For example, the following command creates an Snowflake transfer named snowflake transfer config with a target dataset named your_bq_dataset and a project with the ID of your_project_id.

  PARAMS='{
  "account_identifier": "your_account_identifier",
  "aws_access_key_id": "your_access_key_id",
  "aws_secret_access_key": "your_aws_secret_access_key",
  "cloud_provider": "AWS",
  "database": "your_sf_database",
  "password": "your_sf_password",
  "schema": "your_snowflake_schema",
  "service_account": "your_service_account",
  "storage_integration_object_name": "your_storage_integration_object",
  "staging_s3_uri": "s3://your/s3/bucket/uri",
  "table_name_patterns": ".*",
  "translation_output_gcs_path": "gs://sf_test_translation/output/dts/database_name/schema_name/",
  "username": "your_sf_username",
  "warehouse": "your_warehouse"
}'

bq mk --transfer_config \
    --project_id=your_project_id \
    --target_dataset=your_bq_dataset \
    --display_name='snowflake transfer config' \
    --params="$PARAMS" \
    --data_source=snowflake_migration

API

Use the projects.locations.transferConfigs.create method and supply an instance of the TransferConfig resource.

Quotas and limits

BigQuery has a load quota of 15 TB for each load job for each table. Internally, Snowflake compresses the table data, so the exported table size is larger than the table size reported by Snowflake. If you plan to migrate a table larger than 15 TB, please contact contact dts-migration-preview-support@google.com.

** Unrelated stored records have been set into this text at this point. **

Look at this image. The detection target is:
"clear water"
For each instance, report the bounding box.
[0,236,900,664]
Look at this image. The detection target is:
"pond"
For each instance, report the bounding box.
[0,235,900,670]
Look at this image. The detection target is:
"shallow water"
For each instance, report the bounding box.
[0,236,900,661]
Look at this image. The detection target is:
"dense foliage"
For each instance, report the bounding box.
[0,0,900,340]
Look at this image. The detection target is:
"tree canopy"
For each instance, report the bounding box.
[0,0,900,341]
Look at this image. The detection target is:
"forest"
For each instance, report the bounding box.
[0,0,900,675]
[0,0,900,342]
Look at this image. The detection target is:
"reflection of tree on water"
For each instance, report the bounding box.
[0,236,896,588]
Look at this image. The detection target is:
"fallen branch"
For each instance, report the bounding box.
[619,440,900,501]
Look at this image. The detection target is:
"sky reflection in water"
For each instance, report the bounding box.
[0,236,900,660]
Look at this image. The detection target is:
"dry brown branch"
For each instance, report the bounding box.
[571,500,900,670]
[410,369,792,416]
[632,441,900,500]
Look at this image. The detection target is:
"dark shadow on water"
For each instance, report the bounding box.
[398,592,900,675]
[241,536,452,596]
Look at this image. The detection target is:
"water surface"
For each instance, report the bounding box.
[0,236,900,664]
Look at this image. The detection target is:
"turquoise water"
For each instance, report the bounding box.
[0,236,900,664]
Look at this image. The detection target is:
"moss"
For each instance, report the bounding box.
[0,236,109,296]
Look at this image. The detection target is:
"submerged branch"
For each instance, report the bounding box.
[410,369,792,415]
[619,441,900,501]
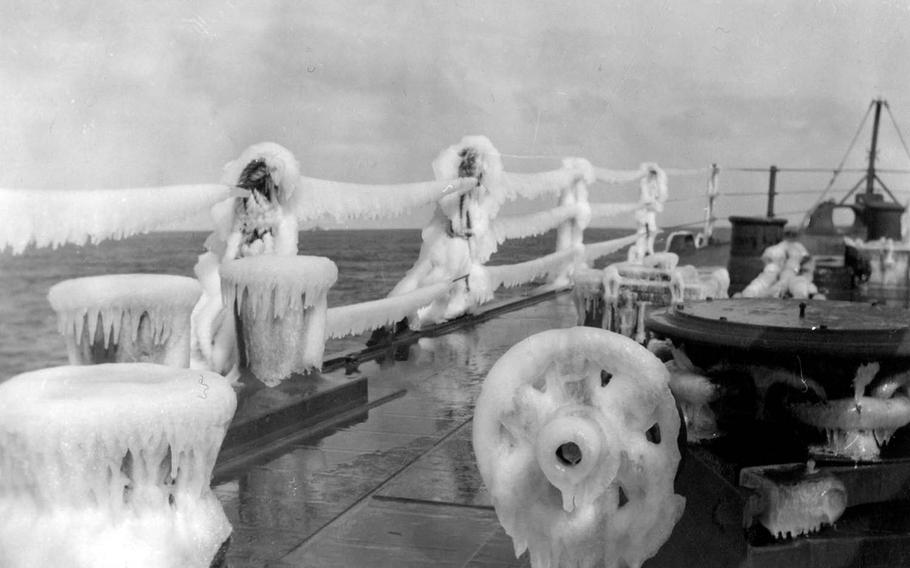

Because of Amazon S3's consistency model, it's possible that some files won't be included in the transfer to BigQuery.

Pricing

For information on BigQuery Data Transfer Service pricing, see the Pricing page.

  • If the Snowflake warehouse and the Amazon S3 bucket are in different regions, then Snowflake applies egress charges when you run a Snowflake data transfer. There are no egress charges for Snowflake data transfers if both the Snowflake warehouse and the Amazon S3 bucket are in the same region.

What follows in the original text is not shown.